A Mona Lisa deve, possivelmente, ao seu sorriso enigmático toda a fama que possui. Além, é claro, de ser uma das poucas pinturas do mestre da Renascença, Leonardo da Vinci. Uma pausa para divagações do autor: imagine que, naquele começo do século 16, Leonardo da Vinci tenha comentado, casualmente, com outros artistas contemporâneos seus que iria pintar aquela figura de mulher - indicando inclusive a identidade da modelo ou do modelo, já que até hoje persiste a discussão sobre se a figura na verdade é um homem ou uma mulher- e que daria destaque ao sorriso). Indo um pouco além, Leonardo diria na roda de pintores amigos que usaria a técnica da pintura a óleo, conhecida como sfumato, para criar os sombreados sutis que caracterizam a atmosfera do seu quadro. Diante desse fato, você seria capaz de imaginar que algum desses pintores, valendo-se das idéias de Leonardo, pudesse ter pintado a Mona Lisa antes dele? Responda rápido: sim ou não, e por quê?
Deixa pra lá, eu mesmo respondo: não. Indubitavelmente, não. Vale o mesmo para um poeta que comente entre pares que está prestes a criar uma obra-prima, sob inspiração da nostalgia que os bem-aventurados sentem no Céu, quando pensam na Terra (um tema recorrente em muitas obras, quando o assunto é a imortalidade), por exemplo. Mesmo que os outros poetas gostem da idéia e saiam por aí tecendo poemas sobre esse tema, nenhum será igual a outro. Estamos falando em arte. E na arte sobressai-se a individualidade na criação. O coletivo é secundário para o artista, e sua originalidade, quase sempre, é única. Na ciência é o contrário: duas pessoas, partindo dos mesmos fatos, podem chegar a conclusões idênticas. E daí decorre as muitas querelas científicas de insinuações de plágio e de reivindicações de originalidade de idéias.

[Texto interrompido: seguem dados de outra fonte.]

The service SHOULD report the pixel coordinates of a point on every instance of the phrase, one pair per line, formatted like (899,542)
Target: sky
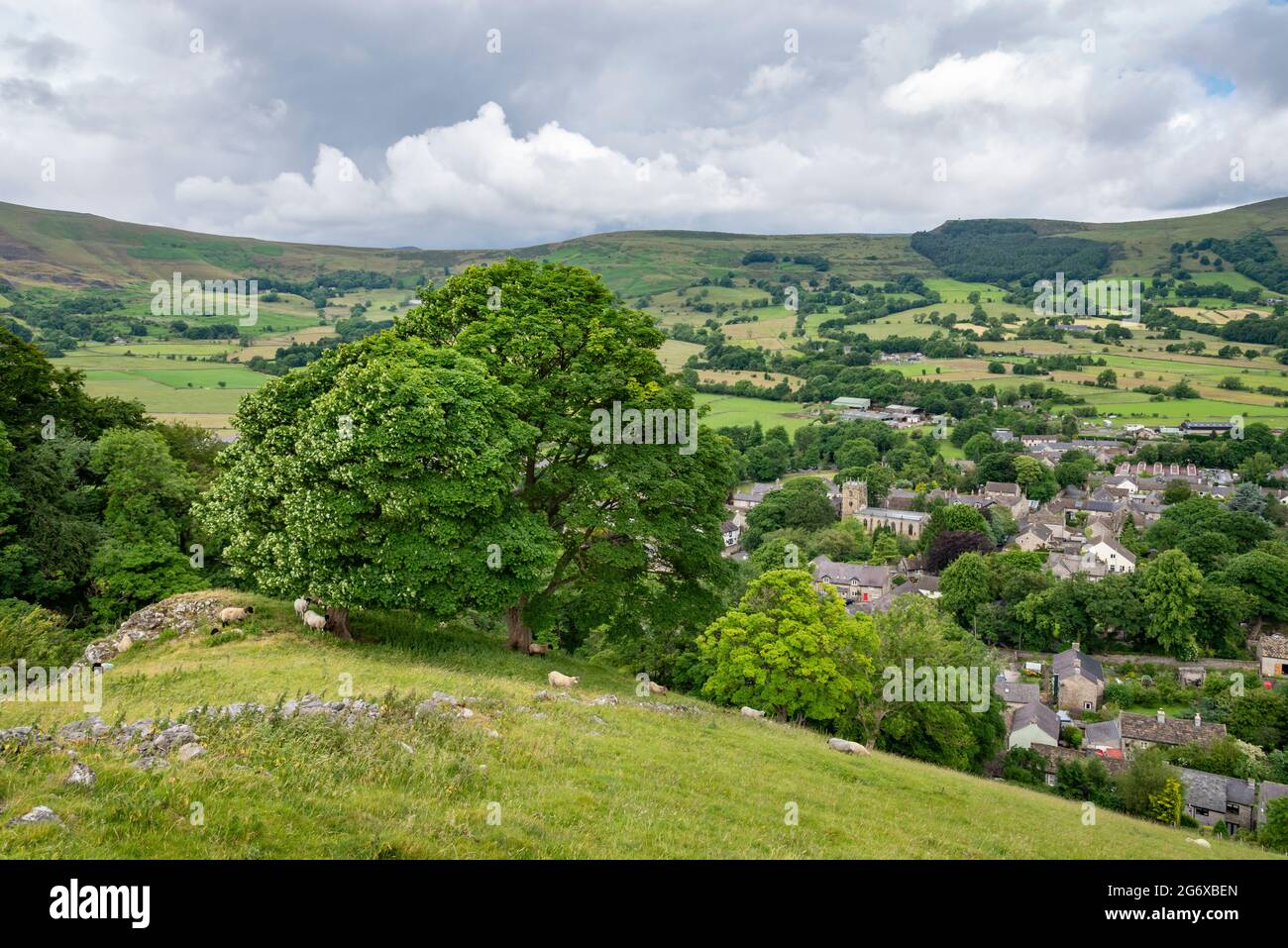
(468,124)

Mesmo que não se ignore a possibilidade de existência de genialidade científica, a individualidade na ciência é relegada a um papel secundário. A construção é coletiva. O conhecimento científico exige complementaridade e evolui com o tempo. A dimensão cronológica desempenha um papel fundamental. Não é por nada que há civilizações da antiguidade com um desenvolvimento artístico elevado até para os padrões de hoje (vide egípcios e babilônios) e, quanto ao conhecimento cientifico, não carece traçar qualquer paralelo. Quantos pintores dos nossos dias têm uma obra como a Mona Lisa? Leonardo da Vinci também era um homem de ciência. Agora, compare o nível de conhecimento científico dele com... com o seu mesmo. Por favor, não faça isso com o pobre Leonardo. Ele não merece tal comparação (embora ele tenha pensado em coisas que só se concretizariam muitos anos depois). As descobertas científicas de hoje, por consequência, eram impensáveis em épocas passadas. Em Biologia, nem precisamos retroceder muito. Estão aí para demonstrar todos os avanços que se sobressaíram após a descoberta da estrutura do DNA, em 1953.
Na ciência, as descobertas são decorrentes de um processo de aprendizagem que está embasado no conhecimento precedente. O desenvolvimento científico e tecnológico costuma seguir o seu curso de forma relativamente independente dos indivíduos. As grandes descobertas (as mais importantes) acabam sendo feitas, guardadas as devidas proporções, por aqueles que trabalham com melhores condições (inclua-se tudo) e/ou quando, algumas vezes, o acaso conduz para o caminho certo. Por ser decorrência de um processo construído coletivamente e dependente de evolução com o tempo é que, não raro, quase simultaneamente, as mesmas ideias (ou parecidas) surgem na cabeça de muitos cientistas, sem que, necessariamente, um tenha copiado o outro.
Não existe o gênio científico isolado (figura da literatura) e muito menos o mito do menino prodígio em ciência (contradição em si mesma). O cientista tem que compartilhar para evoluir. Congressos científicos, reuniões técnicas, publicações especializadas, etc., não existem por outra razão. Quem não divulga por temor que outros usem o seu conhecimento para evoluir a ciência ou para criar novas tecnologias, não faz outra coisa que sintetizar a contradição que envolve a pesquisa de interesse público e o pesquisador de interesse próprio. E, desses últimos, a ciência prescinde facilmente.